叫べ、叫べ、大きく叫べ!
「待って千木良くん!」
同じフロアの渡り廊下を渡った先には東病棟が隣接されていて、ナースステーションと小さなラウンジ、そしていくつもの病室が連なっていた。
彼をはっきり捉えたのは小さなラウンジ。そこには長椅子が2つと自動販売機が2台。濃く立派な深い緑の観葉植物は見晴らしの良い大きな窓に寄り添うように端に一つ立っている。
ほんの少し修学旅行のあの夜を思い出させた。
千木良くんは窓の外を眺めるかのように立っていて、私はその背中に語りかける。
「千木良くんこんな所で何してるの。このままじゃ危ないんじゃないの? 早く身体に戻んないと、目覚められなくなるよ!? 聞いてるの千木良くんっ」
なぜ彼は何も反応してくれないのか。逆に私が焦るばかりだ。そんな風に必死になっているワケは、興味本位で体質について調べたからだ。
学術的には別名、体外離脱ともいうそうだ。体験者はそれを『明晰夢(自分で思い通りに動ける夢)』と報告されているらしい。
だけど彼の言う『幽体離脱』とは調べた限り当てはまるのは霊的なものだと私は判断した。
だってあの日千木良くんの身体の足元には白い糸みたいなものが引いてあったから。それは肉体と結ばれている糸だとも彼はハッキリ言っていた。
この糸が切れてしまったら死んでしまう――と書かれてあったのを思い出すだけで震えが止まらない。
だから私は彼以上に焦っているんだ。
なのに、無反応過ぎてひとりで焦っている自分が馬鹿みたいに思えてくる。
「千木良くん聞いてるの?なんで焦ったりしないの?この状況危ないって自分でも分かってるんでしょ!? このままじゃ本当に戻れなくなるよ!?」
彼の肩に触れようと手を伸ばすとスカッと空を切った。
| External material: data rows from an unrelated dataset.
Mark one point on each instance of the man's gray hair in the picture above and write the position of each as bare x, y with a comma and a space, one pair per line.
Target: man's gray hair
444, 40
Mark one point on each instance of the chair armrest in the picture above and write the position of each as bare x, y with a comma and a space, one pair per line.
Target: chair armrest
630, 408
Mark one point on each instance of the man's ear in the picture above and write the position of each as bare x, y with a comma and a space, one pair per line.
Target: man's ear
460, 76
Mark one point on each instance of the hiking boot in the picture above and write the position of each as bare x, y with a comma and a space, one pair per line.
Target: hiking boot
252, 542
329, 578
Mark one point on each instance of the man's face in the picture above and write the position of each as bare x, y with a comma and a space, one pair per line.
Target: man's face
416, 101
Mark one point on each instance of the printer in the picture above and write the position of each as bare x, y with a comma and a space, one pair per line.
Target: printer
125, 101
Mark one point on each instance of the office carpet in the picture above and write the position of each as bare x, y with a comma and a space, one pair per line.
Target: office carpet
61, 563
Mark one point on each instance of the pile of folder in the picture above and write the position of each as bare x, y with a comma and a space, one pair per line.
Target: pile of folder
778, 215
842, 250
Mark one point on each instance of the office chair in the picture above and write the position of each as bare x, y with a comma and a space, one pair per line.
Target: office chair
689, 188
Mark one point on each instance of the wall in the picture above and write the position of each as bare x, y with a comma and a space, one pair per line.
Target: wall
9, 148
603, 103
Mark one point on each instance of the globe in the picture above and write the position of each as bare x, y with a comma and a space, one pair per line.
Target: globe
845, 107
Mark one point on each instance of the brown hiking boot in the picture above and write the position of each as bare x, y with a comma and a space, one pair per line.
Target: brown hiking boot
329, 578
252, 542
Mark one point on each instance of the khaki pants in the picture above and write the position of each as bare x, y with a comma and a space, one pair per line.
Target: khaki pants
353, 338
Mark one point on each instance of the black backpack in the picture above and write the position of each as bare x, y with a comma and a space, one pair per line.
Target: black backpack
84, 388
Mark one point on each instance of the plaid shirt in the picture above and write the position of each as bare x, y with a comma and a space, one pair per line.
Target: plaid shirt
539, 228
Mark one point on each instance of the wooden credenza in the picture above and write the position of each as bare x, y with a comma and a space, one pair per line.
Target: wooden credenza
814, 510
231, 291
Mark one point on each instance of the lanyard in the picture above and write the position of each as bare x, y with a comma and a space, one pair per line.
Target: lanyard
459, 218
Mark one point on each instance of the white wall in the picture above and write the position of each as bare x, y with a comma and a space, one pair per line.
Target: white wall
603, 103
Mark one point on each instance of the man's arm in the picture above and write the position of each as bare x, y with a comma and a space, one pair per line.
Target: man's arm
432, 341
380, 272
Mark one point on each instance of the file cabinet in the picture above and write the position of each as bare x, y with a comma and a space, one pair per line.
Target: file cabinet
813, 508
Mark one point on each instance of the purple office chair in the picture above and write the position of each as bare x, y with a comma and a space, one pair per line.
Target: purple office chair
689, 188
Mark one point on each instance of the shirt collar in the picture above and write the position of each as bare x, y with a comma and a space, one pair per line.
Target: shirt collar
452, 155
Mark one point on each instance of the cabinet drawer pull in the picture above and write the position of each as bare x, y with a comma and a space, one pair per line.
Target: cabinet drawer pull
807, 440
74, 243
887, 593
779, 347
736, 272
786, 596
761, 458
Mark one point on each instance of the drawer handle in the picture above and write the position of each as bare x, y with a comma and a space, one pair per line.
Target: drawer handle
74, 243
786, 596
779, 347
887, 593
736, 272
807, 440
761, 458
見えているのにここに存在していないことを痛感しながら千木良くんの前に回る。
下からのアングルだけど、ただ真っ直ぐに見つめる彼の顔は半透明でも凛々しくて思わず見惚れてしまう。
だけど何も意志を持たない瞳はより濃く深くみえた。
彼を呼ぶと一瞬こちらに視線を預けたけれど直ぐに前を向いてしまう。今までに見たことの無い冷ややかな視線に私は凍りついてしまいそうだった。